Even unadorned, Sidney Cooke’s story of squalid perversion and murder provided a narrative as compulsive as it was horrifying. Yet
Dispatches
had horror-movie touches that Cooke hardly required – portentous music, dramatic pauses, gravelly voiceovers and eerie shots of menacing housing estates in reconstructions of his hideouts. Even some of what seemed to be
Brass Eye
’s wilder flights of invention proved to be little more than direct transplants. A real-life victim of Cooke is described as so traumatized that he will only speak off camera and then only while holding a small toy animal in front of his face – as presenter David Jessel solemnly relates this prurient detail, he holds his hands up protectively by way of demonstration. In
Brass Eye
, an interviewee talks to Morris only via her sister disguised as a blue toy troll.

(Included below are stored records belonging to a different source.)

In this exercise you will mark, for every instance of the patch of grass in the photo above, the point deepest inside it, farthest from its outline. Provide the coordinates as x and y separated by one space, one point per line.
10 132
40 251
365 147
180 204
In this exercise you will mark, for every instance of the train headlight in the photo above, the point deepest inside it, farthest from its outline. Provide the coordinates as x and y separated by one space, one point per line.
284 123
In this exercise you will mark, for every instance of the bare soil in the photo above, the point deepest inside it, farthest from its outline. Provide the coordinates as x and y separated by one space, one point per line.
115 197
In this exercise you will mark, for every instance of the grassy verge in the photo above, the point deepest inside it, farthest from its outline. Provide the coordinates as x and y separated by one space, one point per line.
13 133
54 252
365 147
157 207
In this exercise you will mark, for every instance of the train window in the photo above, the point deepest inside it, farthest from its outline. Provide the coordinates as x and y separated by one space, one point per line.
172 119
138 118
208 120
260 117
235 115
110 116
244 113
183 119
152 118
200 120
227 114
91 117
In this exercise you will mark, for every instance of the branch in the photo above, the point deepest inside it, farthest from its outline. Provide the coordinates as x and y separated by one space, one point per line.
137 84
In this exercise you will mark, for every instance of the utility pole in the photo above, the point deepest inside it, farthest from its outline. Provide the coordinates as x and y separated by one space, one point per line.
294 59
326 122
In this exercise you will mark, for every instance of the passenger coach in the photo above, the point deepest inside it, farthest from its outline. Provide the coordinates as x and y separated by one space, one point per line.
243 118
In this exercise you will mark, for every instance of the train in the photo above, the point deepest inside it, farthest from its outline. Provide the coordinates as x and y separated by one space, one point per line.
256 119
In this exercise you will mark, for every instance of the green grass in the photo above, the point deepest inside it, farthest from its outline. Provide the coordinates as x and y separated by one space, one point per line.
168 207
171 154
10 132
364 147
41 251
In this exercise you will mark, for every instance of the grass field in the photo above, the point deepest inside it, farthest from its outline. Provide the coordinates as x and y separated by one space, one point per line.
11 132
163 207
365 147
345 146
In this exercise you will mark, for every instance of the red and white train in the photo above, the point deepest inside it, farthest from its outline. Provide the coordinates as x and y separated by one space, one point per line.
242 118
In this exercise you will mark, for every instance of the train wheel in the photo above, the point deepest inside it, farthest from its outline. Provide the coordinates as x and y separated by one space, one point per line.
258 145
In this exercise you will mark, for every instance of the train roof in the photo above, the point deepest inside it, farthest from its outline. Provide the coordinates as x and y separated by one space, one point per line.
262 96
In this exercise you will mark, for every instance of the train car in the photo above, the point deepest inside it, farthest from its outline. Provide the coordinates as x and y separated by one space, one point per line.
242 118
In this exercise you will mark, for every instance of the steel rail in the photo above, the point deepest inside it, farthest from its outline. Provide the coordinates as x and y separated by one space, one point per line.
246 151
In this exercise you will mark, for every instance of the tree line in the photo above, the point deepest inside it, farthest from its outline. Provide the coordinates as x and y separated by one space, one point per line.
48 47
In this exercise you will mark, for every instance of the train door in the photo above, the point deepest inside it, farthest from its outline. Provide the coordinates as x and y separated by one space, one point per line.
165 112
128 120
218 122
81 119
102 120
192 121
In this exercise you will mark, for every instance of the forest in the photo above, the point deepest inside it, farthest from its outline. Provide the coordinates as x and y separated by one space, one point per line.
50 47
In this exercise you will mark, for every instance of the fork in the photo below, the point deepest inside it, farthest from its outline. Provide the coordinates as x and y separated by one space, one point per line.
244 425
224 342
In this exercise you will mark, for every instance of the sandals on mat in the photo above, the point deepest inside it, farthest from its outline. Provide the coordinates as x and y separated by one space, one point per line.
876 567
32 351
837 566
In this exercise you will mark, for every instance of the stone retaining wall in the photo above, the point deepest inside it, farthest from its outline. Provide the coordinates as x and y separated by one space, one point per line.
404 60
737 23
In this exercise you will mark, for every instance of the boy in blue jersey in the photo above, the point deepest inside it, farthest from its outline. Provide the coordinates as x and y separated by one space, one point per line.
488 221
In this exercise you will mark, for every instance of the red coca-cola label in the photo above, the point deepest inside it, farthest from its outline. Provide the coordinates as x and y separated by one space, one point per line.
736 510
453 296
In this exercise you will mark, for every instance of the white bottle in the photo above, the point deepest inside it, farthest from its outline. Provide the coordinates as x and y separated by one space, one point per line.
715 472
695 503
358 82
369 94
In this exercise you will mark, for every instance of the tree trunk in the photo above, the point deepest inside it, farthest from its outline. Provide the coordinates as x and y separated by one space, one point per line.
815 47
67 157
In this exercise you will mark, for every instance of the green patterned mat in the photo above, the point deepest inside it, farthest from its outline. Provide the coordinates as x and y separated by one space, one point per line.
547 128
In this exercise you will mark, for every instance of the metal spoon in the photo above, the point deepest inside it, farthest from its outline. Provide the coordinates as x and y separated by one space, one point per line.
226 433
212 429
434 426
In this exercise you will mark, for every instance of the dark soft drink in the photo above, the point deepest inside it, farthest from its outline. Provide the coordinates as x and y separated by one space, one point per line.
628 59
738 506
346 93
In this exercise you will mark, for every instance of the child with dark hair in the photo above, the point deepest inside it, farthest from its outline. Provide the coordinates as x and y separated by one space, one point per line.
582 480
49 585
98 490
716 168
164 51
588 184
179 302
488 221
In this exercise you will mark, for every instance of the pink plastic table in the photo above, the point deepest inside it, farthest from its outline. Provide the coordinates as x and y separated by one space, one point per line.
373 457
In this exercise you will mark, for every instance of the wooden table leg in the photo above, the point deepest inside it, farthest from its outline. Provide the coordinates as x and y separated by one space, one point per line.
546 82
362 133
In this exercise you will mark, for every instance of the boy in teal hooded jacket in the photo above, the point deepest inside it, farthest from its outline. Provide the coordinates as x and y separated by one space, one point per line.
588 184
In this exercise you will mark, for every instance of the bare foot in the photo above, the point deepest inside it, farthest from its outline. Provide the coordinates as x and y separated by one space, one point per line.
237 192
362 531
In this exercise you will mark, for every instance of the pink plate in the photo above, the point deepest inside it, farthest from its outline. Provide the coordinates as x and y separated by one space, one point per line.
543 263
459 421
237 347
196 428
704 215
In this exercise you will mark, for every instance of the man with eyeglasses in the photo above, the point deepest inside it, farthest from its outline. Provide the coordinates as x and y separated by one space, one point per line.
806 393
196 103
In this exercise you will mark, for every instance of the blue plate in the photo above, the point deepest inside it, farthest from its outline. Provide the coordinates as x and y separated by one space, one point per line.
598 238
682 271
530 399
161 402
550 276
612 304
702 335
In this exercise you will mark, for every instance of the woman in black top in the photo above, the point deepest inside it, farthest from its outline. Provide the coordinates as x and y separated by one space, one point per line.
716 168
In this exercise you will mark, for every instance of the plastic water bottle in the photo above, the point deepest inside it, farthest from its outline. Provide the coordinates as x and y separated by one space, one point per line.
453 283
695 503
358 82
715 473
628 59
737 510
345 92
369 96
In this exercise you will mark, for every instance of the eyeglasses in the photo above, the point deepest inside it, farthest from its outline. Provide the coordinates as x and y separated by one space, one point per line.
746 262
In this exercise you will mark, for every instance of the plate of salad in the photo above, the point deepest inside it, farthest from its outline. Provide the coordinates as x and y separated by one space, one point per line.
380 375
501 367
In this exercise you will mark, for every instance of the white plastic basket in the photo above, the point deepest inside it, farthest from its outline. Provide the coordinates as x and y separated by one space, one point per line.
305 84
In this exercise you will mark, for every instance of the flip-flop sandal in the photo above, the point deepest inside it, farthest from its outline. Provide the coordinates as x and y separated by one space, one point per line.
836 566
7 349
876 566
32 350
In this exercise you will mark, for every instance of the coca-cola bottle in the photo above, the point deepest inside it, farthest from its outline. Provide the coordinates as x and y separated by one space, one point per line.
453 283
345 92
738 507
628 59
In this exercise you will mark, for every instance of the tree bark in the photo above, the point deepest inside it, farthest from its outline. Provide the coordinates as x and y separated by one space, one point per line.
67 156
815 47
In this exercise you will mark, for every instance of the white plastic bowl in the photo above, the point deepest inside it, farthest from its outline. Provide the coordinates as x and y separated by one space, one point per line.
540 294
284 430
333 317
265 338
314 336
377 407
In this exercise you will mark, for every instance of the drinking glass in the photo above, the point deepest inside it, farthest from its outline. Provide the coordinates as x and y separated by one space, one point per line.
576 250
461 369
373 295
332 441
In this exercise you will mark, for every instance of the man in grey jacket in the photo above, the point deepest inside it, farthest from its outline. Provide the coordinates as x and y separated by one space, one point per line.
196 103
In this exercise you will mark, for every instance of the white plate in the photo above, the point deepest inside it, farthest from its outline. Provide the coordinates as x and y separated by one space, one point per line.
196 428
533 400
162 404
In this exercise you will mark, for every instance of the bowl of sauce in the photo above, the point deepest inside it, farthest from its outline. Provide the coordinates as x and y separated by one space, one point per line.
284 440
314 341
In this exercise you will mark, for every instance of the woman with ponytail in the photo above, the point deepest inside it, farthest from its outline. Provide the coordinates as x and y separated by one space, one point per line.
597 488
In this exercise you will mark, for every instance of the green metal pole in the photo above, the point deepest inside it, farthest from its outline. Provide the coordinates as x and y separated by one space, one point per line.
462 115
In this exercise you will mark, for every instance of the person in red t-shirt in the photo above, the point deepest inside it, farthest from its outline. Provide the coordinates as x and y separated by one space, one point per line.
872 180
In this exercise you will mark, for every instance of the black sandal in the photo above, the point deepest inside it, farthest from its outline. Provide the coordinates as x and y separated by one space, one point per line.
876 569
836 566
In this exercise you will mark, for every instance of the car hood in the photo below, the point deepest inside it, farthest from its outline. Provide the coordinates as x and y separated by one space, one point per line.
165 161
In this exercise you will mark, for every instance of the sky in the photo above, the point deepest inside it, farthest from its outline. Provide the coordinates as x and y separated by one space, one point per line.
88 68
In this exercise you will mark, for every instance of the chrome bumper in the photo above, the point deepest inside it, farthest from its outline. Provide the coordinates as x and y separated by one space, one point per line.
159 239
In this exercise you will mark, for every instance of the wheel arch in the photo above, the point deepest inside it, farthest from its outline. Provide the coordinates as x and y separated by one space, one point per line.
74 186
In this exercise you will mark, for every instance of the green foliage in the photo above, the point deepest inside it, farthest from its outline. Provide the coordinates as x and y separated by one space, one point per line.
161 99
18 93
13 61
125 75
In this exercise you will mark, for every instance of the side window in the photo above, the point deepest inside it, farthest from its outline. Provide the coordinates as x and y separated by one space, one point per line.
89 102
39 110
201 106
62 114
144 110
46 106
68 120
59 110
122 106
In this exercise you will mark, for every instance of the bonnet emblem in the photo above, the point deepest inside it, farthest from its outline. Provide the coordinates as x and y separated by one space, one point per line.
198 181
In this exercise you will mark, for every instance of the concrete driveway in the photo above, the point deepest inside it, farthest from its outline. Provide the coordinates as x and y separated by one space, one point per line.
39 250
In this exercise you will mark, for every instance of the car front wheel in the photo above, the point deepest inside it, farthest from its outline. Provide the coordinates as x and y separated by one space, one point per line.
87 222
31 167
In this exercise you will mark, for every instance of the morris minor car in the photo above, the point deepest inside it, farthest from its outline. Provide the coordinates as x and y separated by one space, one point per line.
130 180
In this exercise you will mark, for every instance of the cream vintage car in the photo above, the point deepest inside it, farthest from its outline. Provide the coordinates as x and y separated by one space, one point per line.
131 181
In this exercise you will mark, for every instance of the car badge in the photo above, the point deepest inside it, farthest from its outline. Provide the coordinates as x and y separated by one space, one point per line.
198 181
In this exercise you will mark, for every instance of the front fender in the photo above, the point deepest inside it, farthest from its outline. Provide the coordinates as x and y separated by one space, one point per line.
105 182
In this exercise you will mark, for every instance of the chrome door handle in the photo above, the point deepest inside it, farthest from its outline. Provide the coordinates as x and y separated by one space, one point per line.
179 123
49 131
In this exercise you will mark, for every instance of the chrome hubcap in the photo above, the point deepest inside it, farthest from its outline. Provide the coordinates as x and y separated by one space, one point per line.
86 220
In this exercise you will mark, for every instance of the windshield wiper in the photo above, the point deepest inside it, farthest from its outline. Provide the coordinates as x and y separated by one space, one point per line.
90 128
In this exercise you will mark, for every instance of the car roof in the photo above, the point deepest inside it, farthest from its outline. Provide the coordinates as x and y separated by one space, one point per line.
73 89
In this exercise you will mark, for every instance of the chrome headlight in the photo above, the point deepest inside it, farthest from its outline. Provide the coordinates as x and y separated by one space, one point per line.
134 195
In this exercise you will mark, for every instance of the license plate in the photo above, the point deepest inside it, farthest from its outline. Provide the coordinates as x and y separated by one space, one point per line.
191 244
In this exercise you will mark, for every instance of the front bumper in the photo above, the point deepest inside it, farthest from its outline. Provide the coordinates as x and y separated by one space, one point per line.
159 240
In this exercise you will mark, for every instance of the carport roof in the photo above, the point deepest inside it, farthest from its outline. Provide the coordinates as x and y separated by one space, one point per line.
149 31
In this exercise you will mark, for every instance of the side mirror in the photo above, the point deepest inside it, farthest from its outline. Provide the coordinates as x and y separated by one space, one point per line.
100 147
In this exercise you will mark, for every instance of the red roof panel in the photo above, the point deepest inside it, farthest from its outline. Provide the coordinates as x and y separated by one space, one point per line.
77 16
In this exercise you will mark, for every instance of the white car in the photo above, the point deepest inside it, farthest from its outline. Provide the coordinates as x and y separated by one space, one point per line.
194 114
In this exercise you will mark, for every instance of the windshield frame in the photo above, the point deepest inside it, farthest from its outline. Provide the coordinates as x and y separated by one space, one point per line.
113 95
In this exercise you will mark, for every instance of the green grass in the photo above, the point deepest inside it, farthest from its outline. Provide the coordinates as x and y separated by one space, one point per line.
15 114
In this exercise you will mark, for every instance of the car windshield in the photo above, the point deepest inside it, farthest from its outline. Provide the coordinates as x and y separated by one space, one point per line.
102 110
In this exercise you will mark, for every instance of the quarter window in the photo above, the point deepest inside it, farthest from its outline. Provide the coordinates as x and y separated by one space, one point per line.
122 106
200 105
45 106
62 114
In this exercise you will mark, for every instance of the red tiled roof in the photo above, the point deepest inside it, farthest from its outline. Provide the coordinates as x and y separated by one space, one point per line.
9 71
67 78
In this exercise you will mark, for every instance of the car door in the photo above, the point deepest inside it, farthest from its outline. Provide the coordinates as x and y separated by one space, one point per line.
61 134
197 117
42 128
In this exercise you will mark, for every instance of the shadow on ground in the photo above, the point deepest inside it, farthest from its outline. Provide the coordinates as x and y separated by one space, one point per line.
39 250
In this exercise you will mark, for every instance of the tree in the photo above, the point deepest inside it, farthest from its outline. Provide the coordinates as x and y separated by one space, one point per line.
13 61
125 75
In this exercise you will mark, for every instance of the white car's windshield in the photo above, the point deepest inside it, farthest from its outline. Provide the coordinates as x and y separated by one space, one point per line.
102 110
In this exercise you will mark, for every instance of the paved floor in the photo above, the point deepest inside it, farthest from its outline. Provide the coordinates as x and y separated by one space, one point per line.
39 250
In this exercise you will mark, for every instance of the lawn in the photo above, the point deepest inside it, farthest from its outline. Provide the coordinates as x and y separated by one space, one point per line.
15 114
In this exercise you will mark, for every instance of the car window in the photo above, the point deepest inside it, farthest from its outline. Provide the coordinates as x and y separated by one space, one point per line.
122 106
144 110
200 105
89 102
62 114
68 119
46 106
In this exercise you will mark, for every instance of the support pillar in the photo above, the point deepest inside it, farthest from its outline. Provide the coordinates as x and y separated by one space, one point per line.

Both programmes were presented as live from an office dominated by a blow-up photograph of their featured paedophile leering down in black and white. The real Sidney Cooke was a fairground worker who spent years in parks and amusement arcades (‘Places where
your
children may have been’) and the
Special
captured
Dispatches
’ sensationalism in hinting darkly at details of the story which would be simply too vile for the audience to bear in full, the sort of programme that never reassured where it could play up threats, throwing a spotlight on to monsters and making the victims look freakish in their shadows. It all served to reinforce the idea that the official system of child protection was inadequate and required the media to do its job. The volatility of public fury in the face of this became clear almost two years later, on 1 July 2000, when 8-year-old Sarah Payne was abducted in Sussex and murdered, and the
News of the World
took up its anti-paedophile campaign.